Robb Caroline M, Contreras Jacob I, Kour Smit, Taylor Margaret A, Abid Mohammad, Sonawane Yogesh A, Zahid Muhammad, Murry Daryl J, Natarajan Amarnath, Rana Sandeep
Eppley Institute for Research in Cancer and Allied Diseases, Omaha, Nebraska 68022, USA.
Chem Commun (Camb). 2017 Jul 4;53(54):7577-7580. doi: 10.1039/c7cc03879h.

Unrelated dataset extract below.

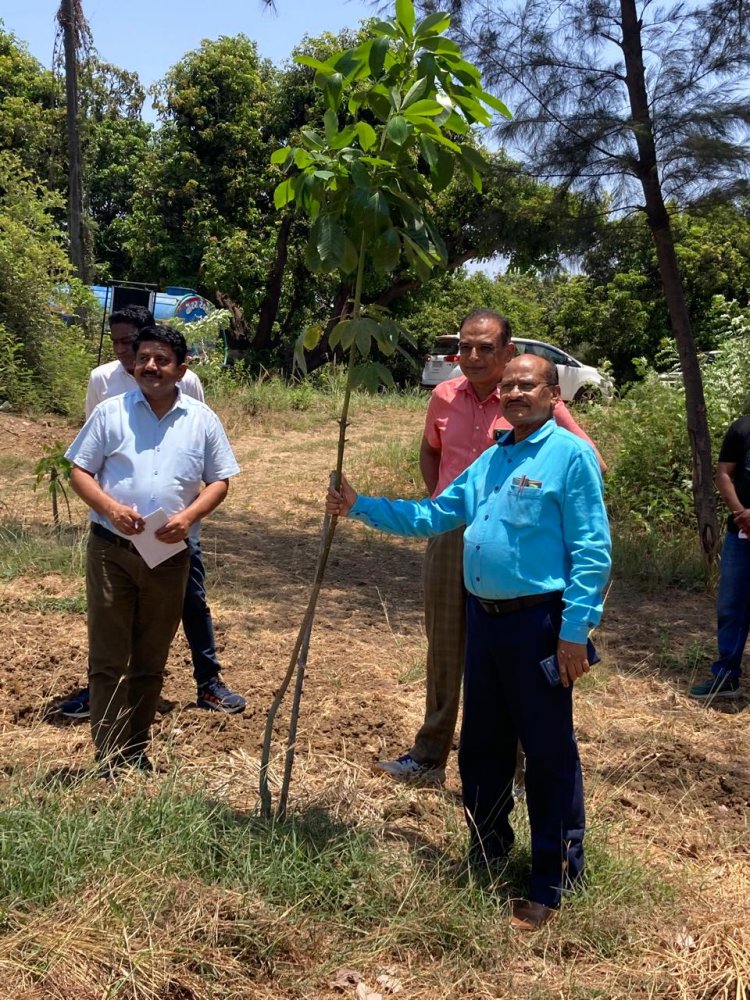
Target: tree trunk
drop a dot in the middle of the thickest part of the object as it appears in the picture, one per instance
(661, 230)
(75, 178)
(270, 305)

Cyclin-dependent kinase 9 (CDK9), a member of the cyclin-dependent protein kinase (CDK) family, is involved in transcriptional elongation of several target genes. CDK9 is ubiquitously expressed and has been shown to contribute to a variety of malignancies such as pancreatic, prostate and breast cancers. Here we report the development of a heterobifunctional small molecule proteolysis targeting chimera (PROTAC) capable of cereblon (CRBN) mediated proteasomal degradation of CDK9. In HCT116 cells, it selectively degrades CDK9 while sparing other CDK family members. This is the first example of a PROTAC that selectively degrades CDK9.

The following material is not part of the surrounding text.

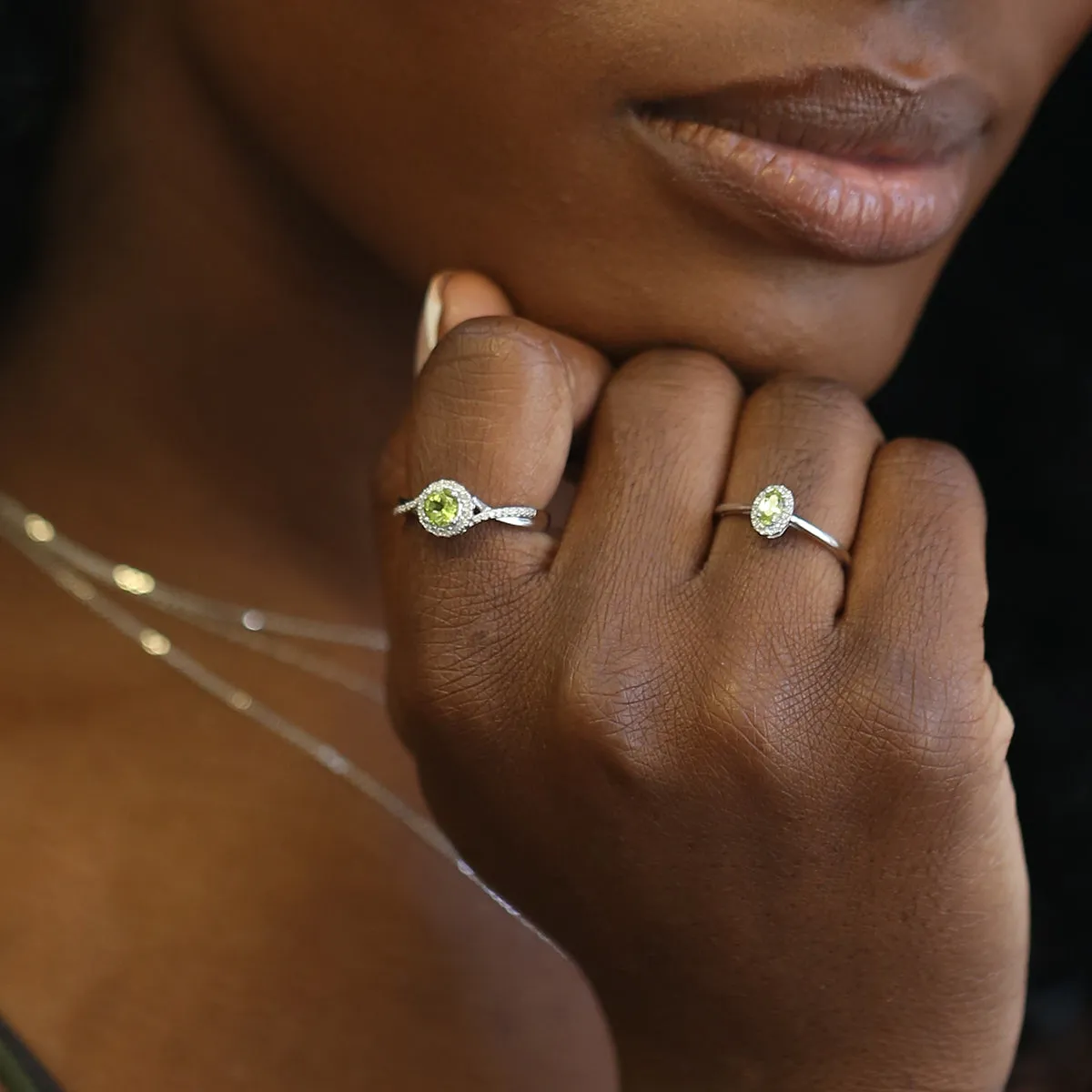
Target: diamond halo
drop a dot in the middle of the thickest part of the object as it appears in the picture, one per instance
(773, 511)
(437, 518)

细胞周期蛋白依赖性激酶9(CDK9)是细胞周期蛋白依赖性蛋白激酶(CDK)家族的成员之一,参与多个靶基因的转录延伸。CDK9在全身广泛表达,并且已被证明与多种恶性肿瘤有关,如胰腺癌、前列腺癌和乳腺癌。在此,我们报告了一种异双功能小分子蛋白酶靶向嵌合体(PROTAC)的研发情况,该嵌合体能够通过脑啡肽(CRBN)介导蛋白酶体降解CDK9。在HCT116细胞中,它能选择性地降解CDK9,而不影响其他CDK家族成员。这是选择性降解CDK9的PROTAC的首个实例。